Recuerdo que san Josemaría solía recogerse frente al Sagrario unos minutos, también al final del día, antes de retirarse a dormir, para concretar el balance de su jornada. Esos instantes ante el Señor le ayudaban a recordar las ocasiones en que podía haberse dado más a los otros, y pedía perdón a Dios, y ayuda para afrontar mejor el día siguiente. Sólo quien conoce su propia debilidad, y se ha reído un poco de su poqueza, descubre cuánto necesita de Dios y de la comprensión de los hermanos.

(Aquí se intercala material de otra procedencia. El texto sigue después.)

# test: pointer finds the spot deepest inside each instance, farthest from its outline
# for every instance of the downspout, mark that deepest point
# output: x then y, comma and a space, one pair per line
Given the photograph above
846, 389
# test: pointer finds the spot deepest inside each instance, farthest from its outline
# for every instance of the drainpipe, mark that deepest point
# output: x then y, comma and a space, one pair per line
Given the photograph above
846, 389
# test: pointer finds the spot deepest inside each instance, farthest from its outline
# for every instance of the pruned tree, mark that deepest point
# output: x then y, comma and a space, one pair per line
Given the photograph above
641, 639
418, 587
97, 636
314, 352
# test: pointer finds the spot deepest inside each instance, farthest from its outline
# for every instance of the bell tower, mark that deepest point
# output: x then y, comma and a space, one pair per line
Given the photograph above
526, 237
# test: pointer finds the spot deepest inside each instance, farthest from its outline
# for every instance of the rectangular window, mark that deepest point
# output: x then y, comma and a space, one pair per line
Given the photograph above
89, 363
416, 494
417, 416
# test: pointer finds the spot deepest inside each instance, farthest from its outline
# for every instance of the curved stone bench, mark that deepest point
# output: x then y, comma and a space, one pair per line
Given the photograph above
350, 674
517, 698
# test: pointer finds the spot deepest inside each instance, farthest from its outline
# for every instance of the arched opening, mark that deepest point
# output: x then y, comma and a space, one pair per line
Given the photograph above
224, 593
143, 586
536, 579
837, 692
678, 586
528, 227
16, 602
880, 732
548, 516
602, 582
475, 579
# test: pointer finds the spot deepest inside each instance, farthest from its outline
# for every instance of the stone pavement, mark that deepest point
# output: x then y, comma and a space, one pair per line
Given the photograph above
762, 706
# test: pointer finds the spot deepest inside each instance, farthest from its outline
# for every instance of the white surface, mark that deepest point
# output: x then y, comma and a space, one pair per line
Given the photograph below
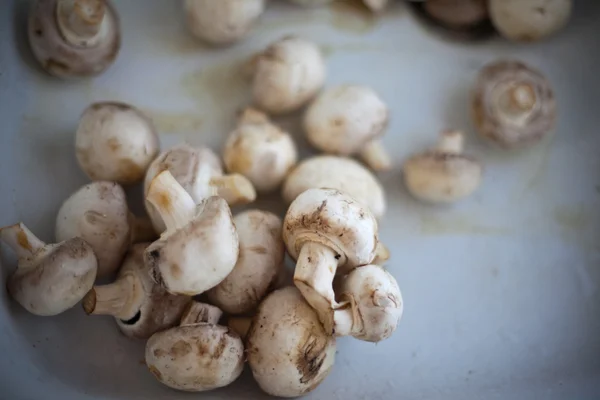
501, 292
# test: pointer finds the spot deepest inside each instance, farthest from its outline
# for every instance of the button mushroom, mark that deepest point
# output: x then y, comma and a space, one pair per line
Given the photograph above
50, 278
339, 173
260, 151
200, 246
288, 350
74, 38
140, 307
347, 120
327, 232
224, 21
198, 355
444, 174
287, 75
198, 170
513, 104
257, 267
529, 20
115, 142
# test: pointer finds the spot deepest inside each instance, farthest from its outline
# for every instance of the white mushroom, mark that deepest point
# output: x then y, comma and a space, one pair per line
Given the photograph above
348, 120
115, 142
74, 38
444, 174
287, 74
140, 306
259, 263
288, 350
339, 173
529, 20
198, 170
198, 355
260, 151
200, 246
224, 21
513, 104
50, 278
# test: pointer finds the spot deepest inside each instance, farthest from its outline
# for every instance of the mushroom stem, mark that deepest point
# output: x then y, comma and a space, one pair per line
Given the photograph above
236, 189
175, 205
375, 156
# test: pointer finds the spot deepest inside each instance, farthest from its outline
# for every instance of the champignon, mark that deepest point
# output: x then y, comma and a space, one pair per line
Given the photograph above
513, 104
444, 174
339, 173
200, 246
260, 151
98, 213
198, 170
258, 265
140, 306
50, 278
198, 355
288, 350
286, 75
224, 21
115, 142
74, 38
348, 120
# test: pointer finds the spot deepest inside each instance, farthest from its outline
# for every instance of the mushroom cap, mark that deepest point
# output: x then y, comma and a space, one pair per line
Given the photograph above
494, 122
223, 21
115, 142
260, 151
287, 348
63, 59
529, 20
192, 167
195, 358
57, 278
375, 299
339, 173
336, 220
98, 213
198, 256
258, 265
343, 119
287, 74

Únicamente un alma paciente y humilde, consciente de sus defectos, está en condiciones de abrirse a quien necesita puntualmente una mano a la que agarrarse, un consejo certero o una sonrisa que expresa una sincera comprensión. Poco se logra, en cambio, con el enfrentamiento o con frases cargadas de cinismo o despecho.

San Josemaría hacía este comentario a los matrimonios: “Que procuréis ser siempre jóvenes, que os guardéis enteramente el uno para el otro, que lleguéis a quereros tanto que améis los defectos del consorte, si no son ofensa a Dios”. Amar los defectos del consorte, o de una amiga o un amigo, resulta posible cuando el amor es maduro. Y esa actitud no implica que aceptemos estoicamente los defectos de los otros. Deseamos el bien de los demás, y por tanto trataremos de ayudarle a desterrar esas faltas, como pueden ser el carácter colérico o apático, el desorden, la sensualidad, la pereza o el activismo, la impuntualidad, el derroche, etcétera.

Esas imperfecciones son cruces que cada uno de nosotros carga durante muchos años, quizá de forma permanente. No añadamos más peso a la cruz que cada uno soporta: la paciencia hacia el prójimo será para muchos ese Cirineo que alivia la lucha diaria y que nos ayuda a identificarnos con ese Cristo que camina hacia el Calvario, cargando la Cruz por nosotros.

Pidamos a la Virgen que nos enseñe a ser pacientes. Ella supo acoger a los apóstoles que habían abandonado a su Hijo y acompañó maternalmente a la Iglesia en sus primeros pasos. Estemos seguros de que María camina con nosotros, ayudándonos a llenar de comprensión misericordiosa las relaciones entre los hombres.